Pero incluso sin fe, sin estar demasiado interesado en los asuntos de la Iglesia, a menudo me pregunto que lleva usted en la cabeza, en que piensa, cuáles son sus sentimientos. Me pregunto: ¿creerá realmente ese hombre que Dios está tras él, que cuanto hace está inspirado por el Altísimo?, ¿se sentirá un intermediario divino, o más bien el jefe de una inmensa burocracia, de un aparato de poder económico, ideológico, también, por supuesto, religioso?, ¿cómo es la fe del Papa?

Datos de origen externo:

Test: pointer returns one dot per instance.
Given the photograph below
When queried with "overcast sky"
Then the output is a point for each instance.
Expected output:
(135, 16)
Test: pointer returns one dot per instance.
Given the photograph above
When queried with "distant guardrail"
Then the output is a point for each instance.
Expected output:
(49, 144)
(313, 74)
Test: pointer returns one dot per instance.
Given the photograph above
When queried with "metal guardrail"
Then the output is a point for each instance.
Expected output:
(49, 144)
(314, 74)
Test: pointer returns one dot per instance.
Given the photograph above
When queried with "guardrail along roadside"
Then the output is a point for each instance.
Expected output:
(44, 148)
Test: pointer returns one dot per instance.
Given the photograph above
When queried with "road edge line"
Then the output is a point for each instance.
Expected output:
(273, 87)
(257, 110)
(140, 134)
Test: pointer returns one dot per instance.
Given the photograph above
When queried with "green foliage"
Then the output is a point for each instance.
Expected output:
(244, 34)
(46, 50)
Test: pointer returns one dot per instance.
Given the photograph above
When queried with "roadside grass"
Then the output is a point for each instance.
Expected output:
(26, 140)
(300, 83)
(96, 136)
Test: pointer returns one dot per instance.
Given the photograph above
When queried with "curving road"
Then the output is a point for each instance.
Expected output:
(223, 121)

Pienso en lo que haría yo si fuera Papa y creyera en la existencia de un Dios justo y misericordioso. Entonces me veo en Sarajevo. Aunque mi seguridad no estuviera garantizada por los hombres –mi alma estaría en manos de Dios-, exponiendo mi pobre cuerpo miserable al albur de la Providencia. Salto a otra imagen y me veo entre los pobres, a pie, sin papamóvil, sin jefes de estado que me reciban al pie de la escalera del avión esperando que deposite un ridículo beso en el sucio asfalto de la pista. Me veo proclamando la igualdad real de las mujeres, el amor –físico también- entre seres humanos que se necesitan. Me imagino compartiendo las alegrías y miserias de mis contemporáneos, sus tristezas, su dolor, su indignación ante la injusticia. Y me veo entre ellos, junto a ellos, no en un púlpito, no en un balcón, no en una plaza atestada de fans incondicionales. Son fantasías, claro. A veces sueño.

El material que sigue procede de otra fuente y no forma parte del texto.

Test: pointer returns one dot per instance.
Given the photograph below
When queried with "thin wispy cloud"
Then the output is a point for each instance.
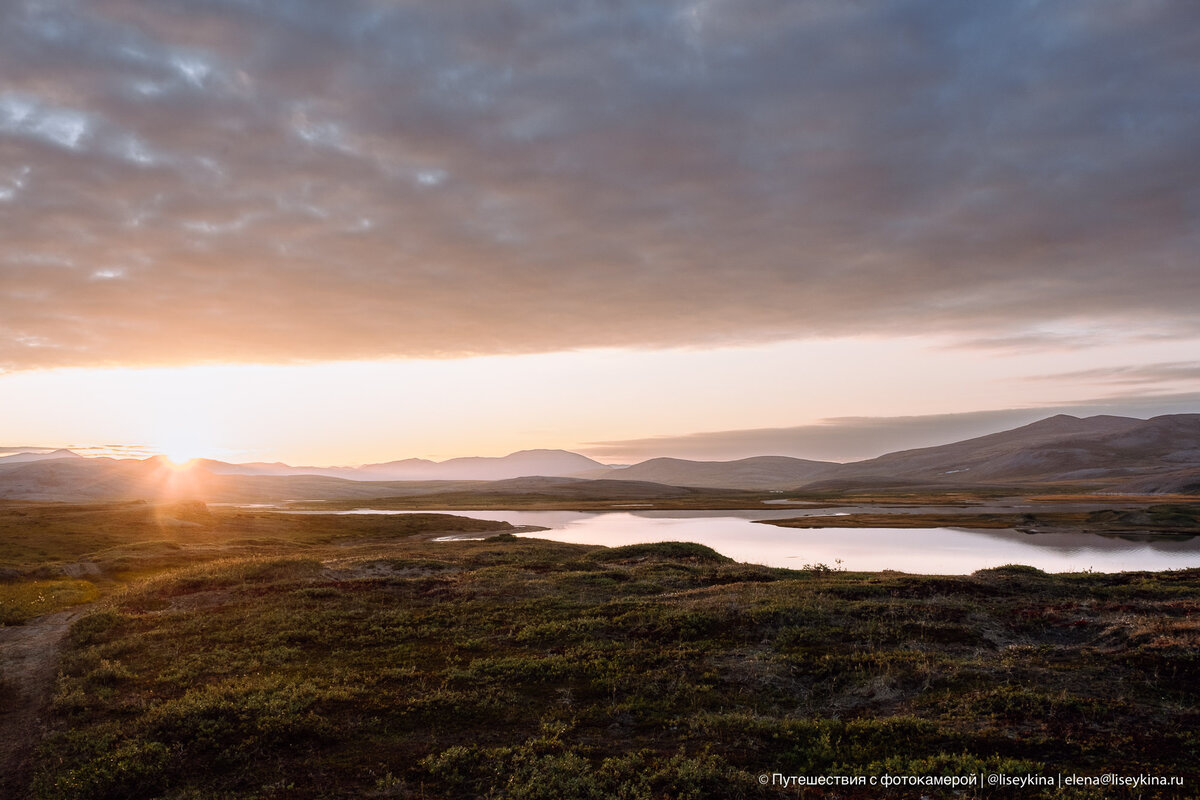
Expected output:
(225, 180)
(1145, 374)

¿Sabe que soñé el otro día? Yo era usted, y recibía en el Vaticano a una delegación japonesa. Fueron directos al grano: querían La Pietá. Ofrecían mil quinientos millones de dólares. Un cardenal siciliano cayó en redondo, casi se desnuca. ¡Vender esa obra genial, nunca! Todos estaban alborotados. Todos menos yo. Tomé una decisión casi al instante: ¡vendida!

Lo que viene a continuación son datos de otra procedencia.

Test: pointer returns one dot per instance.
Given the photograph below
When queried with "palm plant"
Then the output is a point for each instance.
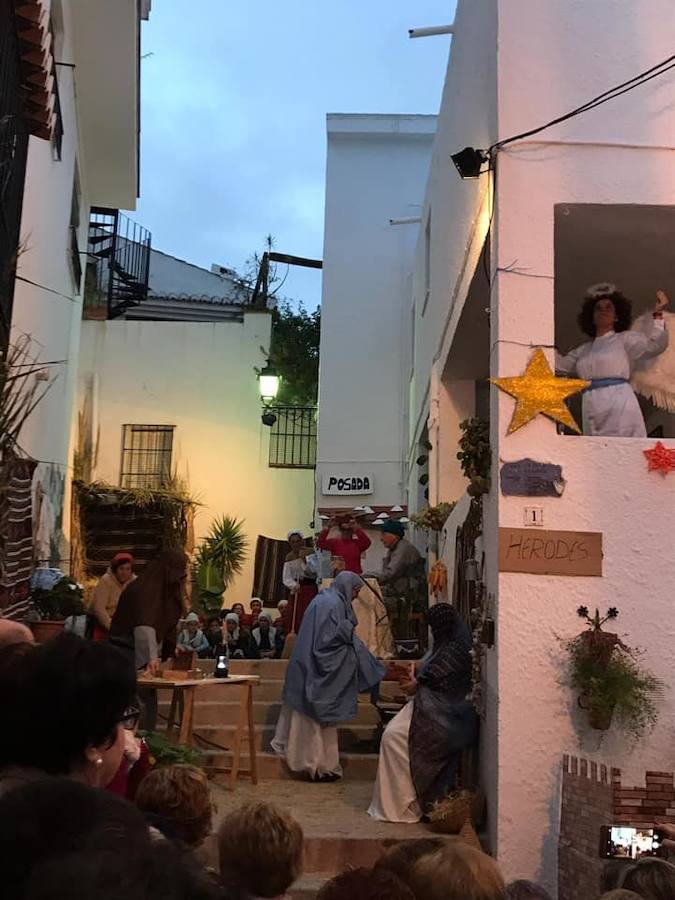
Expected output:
(219, 558)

Durante unos días tomé precauciones, ya sabe, con la comida y esas cosas. Después de todo más de un Papa ha muerto por sorpresa. Mandé hacer una copia exacta de la obra. A su lado hice instalar una placa. En ella se leía: Lo que usted está viendo es una copia. El original está enterrado en los corazones de cien mil niños ruandeses, en cien mil pozos en la India, en cien mil escuelas en todo el mundo, en hospitales, en herramientas, maquinaria agrícola, material de todo tipo.
Creo que en Japón la instalaron en una urna a prueba de todo, a la entrada de una fábrica de automóviles. Allí podía contemplarse el original, pero por alguna razón la gente prefería contemplar la copia.
Sólo era un sueño. Pero quería contárselo.